İsrail hükümetini Gazze’deki Filistin halkına soykırım yapmakla suçlayan Güney Afrika, Lahey’deki Uluslararası Adalet Divanı’na dava açtı.
Güney Afrika, İsrail’in Gazze’deki askeri operasyonlarının derhal askıya alınması için, uluslararası mahkemeden ihtiyati tedbir kararı çıkarmasını istiyor.
İsrail hükümeti, Güney Afrika’yı “Hamas’la işbirliği yapmakla” suçlayarak iddiaları reddetti.
Uluslararası Adalet Divanı’ndan yapılan açıklamaya göre Güney Afrika yönetimi, Cuma günü İsrail aleyhine soykırım davası açtı.
Dava dilekçesinde İsrail’in, Birleşmiş Milletler Soykırım Sözleşmesi’ni ihlal ettiği belirtildi.
İsrail’in Gazze Şeridi’ndeki eylemlerinin “soykırım niteliğinde” olduğunu savunan Güney Afrika, bu ülkenin “Gazze’deki Filistinlileri daha geniş bir ulusal, ırksal ve etnik grubun parçası olarak yok etmeye yönelik özel bir niyete” sahip olduğunu vurguladı.
Dava dilekçesinde, İsrail’in Gazze’deki askeri operasyonlarının derhal askıya alınması için Birleşmiş Milletler Yüksek Mahkemesi’nden ihtiyati tedbir kararı vermesi istendi.
İsrail hükümeti, Güney Afrika’nın suçlamalarının asılsız olduğunu savunarak reddetti.
İsrail Dışişleri Bakanlığı sözcüsü Lior Haiat, X hesabı üzerinden yaptığı açıklamada, Güney Afrika‘yı, “İsrail Devleti’nin yıkılması çağrısında bulunan bir terör örgütüyle işbirliği yapmakla” suçladı.
Sözcü, “Güney Afrika’nın iddiası hem fiili hem de hukuki dayanaktan yoksundur ve Mahkeme’nin alçakça ve aşağılayıcı bir şekilde istismar edilmesini teşkil etmektedir” dedi.
Güney Afrika, İsrail’in Gazze Şeridi’ndeki eylemlerine tepki göstererek geçen ay bu ülke ile diplomatik ilişkilerini askıya aldı.
Güney Afrika Cumhurbaşkanı Cyril Ramaphosa, İsrail hükümetinin Gazze’deki uygulamalarını Güney Afrika apartheid rejimiyle karşılaştırarak, Filistinlilere tam destek veriyor.
Hem İsrail hem de Güney Afrika, Birleşmiş Milletler Soykırım Sözleşmesi’ni imzalayan iki ülke.
Uluslararası hukuka göre, soykırım, en ciddi ihlallerden biri.
Dava sürecinde Güney Afrika’nın, İsrail’in soykırım yaptığı konusunda Uluslararası Adalet Divanı’na ikna edici kanıtlar sunması gerekiyor.
Soykırım suçlarında zaman aşımı yok
Uluslararası Adalet Divanı’nın vereceği kararlar bağlayıcı nitelikte ve soykırım suçları için zaman aşımı söz konusu değil.
Uluslararası Adalet Divanı, öncelikli olarak İsrail’in Gazze’deki askeri eylemlerinin durdurulması talebini ele alacak.
İsrail’in soykırım suçu işlediğine ilişkin yeterli kanıtlara ulaşılması durumunda ise uzun bir yargılama süreci başlayacak.
Uluslararası hukuk uzmanı Prof.
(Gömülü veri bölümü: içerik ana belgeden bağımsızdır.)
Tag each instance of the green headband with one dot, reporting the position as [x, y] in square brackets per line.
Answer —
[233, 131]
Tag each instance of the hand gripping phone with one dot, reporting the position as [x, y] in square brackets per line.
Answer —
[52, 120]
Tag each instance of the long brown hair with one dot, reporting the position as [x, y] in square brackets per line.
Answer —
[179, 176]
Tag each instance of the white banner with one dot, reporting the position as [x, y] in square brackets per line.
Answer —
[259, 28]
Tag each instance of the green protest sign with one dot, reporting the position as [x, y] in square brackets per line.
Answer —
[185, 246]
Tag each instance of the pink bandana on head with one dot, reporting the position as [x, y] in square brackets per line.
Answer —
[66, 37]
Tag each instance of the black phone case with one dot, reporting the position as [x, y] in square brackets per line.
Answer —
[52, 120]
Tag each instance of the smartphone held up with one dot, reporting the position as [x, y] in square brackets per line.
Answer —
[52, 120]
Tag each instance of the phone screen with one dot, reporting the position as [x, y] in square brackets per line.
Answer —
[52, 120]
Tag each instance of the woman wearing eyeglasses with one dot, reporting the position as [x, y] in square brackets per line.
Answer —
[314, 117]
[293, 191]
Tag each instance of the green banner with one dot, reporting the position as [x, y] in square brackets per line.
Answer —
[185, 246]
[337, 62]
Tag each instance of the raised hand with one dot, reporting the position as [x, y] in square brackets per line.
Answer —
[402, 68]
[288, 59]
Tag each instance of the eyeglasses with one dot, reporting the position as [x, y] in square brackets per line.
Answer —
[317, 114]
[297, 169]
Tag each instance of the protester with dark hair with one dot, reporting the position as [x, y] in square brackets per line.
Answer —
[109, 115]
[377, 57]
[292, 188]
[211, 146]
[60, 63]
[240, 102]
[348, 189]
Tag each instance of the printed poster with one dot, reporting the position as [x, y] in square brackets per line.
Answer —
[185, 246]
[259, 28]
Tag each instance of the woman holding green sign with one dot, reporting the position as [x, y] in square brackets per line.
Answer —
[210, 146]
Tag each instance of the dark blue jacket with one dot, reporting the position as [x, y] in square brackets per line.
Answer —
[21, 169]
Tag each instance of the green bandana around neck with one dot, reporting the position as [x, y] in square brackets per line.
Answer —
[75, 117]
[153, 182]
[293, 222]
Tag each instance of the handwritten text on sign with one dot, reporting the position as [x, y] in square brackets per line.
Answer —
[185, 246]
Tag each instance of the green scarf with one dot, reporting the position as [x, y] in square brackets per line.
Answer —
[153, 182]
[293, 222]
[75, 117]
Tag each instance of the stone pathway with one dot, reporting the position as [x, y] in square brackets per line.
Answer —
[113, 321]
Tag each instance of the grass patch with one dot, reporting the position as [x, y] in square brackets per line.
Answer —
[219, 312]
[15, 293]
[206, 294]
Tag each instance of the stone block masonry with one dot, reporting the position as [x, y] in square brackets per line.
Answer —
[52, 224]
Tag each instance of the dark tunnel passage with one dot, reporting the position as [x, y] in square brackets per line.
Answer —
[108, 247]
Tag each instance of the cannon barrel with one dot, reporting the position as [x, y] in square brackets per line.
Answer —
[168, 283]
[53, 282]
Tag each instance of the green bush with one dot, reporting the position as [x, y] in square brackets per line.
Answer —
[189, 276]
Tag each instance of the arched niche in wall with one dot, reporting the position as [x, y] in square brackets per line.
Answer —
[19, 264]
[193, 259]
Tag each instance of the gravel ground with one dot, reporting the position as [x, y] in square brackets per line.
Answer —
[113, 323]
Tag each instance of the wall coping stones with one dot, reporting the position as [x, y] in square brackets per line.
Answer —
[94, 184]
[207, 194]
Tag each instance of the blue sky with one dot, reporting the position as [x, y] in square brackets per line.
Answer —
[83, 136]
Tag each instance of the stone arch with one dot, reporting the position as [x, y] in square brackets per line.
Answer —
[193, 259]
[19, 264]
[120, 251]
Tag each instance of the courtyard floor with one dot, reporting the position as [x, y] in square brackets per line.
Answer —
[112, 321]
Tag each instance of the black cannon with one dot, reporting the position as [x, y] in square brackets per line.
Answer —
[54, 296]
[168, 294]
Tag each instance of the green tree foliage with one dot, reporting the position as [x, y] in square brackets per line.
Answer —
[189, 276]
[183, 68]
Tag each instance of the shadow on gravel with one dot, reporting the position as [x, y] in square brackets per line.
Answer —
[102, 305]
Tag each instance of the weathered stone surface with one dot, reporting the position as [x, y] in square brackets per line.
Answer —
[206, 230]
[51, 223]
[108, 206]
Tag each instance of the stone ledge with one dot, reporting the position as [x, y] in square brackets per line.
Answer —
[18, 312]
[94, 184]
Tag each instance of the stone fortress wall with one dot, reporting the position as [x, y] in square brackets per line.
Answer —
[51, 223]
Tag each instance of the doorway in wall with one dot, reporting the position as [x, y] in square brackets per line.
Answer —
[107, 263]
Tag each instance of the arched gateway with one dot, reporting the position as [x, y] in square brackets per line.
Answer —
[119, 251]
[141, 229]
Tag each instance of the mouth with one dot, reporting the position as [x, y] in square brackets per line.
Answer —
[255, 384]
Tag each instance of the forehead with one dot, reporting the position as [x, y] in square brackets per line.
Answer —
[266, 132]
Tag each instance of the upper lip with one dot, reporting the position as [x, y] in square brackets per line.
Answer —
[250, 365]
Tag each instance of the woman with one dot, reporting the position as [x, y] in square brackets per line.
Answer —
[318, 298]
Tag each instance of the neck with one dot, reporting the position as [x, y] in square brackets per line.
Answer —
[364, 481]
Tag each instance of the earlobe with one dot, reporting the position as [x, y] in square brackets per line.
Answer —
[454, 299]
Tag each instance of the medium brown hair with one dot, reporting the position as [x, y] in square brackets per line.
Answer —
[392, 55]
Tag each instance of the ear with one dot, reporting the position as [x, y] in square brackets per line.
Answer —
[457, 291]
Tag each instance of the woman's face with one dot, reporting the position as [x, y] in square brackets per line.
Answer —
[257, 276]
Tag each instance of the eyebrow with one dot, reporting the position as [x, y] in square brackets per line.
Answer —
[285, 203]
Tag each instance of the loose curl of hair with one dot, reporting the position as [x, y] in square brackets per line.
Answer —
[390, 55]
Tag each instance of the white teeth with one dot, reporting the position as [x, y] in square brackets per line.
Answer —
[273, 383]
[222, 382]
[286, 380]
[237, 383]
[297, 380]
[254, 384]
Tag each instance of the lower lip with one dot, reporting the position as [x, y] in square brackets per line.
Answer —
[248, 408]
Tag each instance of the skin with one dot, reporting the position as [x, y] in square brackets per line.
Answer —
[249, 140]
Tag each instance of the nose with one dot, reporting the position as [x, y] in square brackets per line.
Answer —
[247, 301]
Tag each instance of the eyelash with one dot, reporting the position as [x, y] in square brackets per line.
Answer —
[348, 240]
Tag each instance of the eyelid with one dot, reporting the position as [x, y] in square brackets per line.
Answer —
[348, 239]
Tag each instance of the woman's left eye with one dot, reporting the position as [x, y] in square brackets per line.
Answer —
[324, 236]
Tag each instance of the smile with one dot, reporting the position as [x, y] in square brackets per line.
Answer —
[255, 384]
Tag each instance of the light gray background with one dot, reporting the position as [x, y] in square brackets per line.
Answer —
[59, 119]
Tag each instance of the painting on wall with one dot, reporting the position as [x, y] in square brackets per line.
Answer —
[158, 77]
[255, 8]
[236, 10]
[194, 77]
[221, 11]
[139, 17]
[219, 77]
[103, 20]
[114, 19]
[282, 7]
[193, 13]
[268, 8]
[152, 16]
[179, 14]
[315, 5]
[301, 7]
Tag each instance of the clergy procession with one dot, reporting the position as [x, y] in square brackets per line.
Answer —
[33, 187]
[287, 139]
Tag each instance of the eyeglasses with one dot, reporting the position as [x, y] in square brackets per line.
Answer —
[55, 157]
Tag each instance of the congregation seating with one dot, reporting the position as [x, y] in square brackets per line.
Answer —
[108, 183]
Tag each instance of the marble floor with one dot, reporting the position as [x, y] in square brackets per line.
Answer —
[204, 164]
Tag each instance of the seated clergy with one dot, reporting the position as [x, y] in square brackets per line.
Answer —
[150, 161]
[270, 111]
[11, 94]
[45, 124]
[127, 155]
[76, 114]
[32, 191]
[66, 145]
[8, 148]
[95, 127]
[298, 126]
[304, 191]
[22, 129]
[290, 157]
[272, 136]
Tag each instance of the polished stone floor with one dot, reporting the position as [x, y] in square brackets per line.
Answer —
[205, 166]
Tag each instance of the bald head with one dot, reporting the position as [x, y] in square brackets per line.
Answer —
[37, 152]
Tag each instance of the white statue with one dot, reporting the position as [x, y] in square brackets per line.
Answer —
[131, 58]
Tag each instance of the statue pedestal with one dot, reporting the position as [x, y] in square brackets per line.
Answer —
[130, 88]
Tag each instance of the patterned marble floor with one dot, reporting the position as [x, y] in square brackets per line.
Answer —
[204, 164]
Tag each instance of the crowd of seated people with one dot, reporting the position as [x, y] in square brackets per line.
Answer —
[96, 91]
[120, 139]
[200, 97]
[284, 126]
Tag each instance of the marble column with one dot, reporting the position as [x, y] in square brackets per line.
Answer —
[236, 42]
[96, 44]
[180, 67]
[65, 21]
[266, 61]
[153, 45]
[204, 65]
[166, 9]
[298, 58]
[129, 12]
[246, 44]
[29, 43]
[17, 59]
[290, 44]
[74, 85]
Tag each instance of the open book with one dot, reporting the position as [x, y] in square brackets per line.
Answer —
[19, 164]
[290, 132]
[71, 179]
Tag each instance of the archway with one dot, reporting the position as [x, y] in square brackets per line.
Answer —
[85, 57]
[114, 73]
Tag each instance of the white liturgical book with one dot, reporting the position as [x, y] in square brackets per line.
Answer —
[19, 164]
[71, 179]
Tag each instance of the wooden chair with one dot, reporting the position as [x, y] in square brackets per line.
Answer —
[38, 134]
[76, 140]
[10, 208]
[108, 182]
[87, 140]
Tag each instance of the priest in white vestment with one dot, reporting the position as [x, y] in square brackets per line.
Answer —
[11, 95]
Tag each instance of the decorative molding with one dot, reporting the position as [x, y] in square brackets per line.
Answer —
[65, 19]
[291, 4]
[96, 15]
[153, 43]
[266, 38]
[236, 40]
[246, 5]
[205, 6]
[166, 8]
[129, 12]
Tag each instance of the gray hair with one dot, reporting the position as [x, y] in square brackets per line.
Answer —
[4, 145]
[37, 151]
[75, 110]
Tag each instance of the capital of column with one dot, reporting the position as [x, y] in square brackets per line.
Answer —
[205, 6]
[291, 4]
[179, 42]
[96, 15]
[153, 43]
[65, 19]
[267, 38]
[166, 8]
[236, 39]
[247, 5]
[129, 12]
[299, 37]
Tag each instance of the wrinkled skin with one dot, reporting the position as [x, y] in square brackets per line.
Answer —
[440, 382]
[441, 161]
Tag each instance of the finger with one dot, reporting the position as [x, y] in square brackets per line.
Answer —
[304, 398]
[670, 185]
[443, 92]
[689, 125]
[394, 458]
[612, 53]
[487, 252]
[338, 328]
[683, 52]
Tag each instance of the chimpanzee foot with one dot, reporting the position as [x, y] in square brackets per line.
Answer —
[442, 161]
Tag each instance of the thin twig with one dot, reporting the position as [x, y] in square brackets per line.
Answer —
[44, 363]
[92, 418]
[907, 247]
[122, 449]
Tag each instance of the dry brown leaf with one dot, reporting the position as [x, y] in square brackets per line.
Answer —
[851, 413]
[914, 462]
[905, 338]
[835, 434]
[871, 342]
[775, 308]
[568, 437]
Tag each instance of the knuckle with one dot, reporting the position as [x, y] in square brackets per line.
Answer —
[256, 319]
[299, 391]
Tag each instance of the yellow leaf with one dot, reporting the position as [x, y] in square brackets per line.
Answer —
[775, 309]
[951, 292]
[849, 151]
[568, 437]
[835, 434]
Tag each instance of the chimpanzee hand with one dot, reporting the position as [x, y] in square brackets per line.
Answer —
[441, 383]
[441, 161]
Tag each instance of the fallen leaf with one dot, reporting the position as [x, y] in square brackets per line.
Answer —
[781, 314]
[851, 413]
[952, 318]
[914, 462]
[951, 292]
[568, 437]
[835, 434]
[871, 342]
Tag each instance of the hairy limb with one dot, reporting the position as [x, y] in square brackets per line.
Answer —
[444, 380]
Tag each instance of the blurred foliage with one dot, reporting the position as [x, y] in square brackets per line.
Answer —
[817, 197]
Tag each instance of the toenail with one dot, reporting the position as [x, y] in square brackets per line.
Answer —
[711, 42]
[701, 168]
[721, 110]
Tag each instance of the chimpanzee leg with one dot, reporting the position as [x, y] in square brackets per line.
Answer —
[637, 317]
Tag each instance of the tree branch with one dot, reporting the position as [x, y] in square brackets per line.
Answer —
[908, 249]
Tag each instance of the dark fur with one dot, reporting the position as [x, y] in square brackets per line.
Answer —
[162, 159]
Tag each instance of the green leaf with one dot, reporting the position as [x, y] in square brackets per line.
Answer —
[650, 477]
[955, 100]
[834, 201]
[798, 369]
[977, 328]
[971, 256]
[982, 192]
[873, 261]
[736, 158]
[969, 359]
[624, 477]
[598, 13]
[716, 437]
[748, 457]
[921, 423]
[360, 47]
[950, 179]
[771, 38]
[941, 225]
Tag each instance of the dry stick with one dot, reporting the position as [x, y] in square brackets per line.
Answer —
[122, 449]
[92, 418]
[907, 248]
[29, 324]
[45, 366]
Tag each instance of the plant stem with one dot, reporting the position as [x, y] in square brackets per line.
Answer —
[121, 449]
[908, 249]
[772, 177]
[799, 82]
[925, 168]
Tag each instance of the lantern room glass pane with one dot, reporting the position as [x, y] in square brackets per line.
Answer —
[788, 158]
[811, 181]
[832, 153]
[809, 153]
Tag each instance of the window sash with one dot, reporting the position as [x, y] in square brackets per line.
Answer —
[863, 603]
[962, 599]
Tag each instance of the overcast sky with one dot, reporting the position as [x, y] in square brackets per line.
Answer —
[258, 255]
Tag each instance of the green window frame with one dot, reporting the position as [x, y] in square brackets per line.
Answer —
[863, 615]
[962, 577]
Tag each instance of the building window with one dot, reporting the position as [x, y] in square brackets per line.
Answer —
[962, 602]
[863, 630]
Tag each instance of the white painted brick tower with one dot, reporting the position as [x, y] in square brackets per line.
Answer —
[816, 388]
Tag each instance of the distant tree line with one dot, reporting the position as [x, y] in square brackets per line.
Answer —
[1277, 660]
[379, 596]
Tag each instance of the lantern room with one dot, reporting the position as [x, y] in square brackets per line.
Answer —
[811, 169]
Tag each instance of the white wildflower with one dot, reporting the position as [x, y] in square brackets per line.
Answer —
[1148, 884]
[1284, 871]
Dr. Jan Wouters’a göre soykırımın belirlenmesi karmaşık bir hukuki ve siyasi süreç gerektiriyor.
Belçikalı kamu yayıncısı VRT’ye değerlendirmelerde bulunan Wouters, “Soykırımı kanıtlamak için yalnızca bir nüfus grubunun öldürüldüğünün kanıtlanması değil, aynı zamanda bunun bir ırksal grubu tamamen veya kısmen yok etme özel niyetiyle yapıldığının da kanıtlanması gerekir” dedi.
Birleşmiş Milletler tarafından 1948 yılında kabul edilen Soykırımın Önlenmesi ve Cezalandırılması Sözleşmesi’ne göre, bir eylemin soykırım olarak kabul edilebilmesi için şunları içermesi gerekiyor:
Soykırım eylemleri ulusal, etnik, dini veya ırksal bir grubu hedef almalı.
Öldürme, ağır yaralama, zihinsel ve psikolojik zarar verme, zehirli yaşam koşulları yaratma, doğum kontrol tedbirleri uygulama veya çocukları bir gruptan diğerine zorla nakletme gibi yıkıcı eylemler olmalı.
Soykırım eylemleri sistematik ve yaygın olmalı.
Yok etmeye yönelik açık bir niyet olmalı.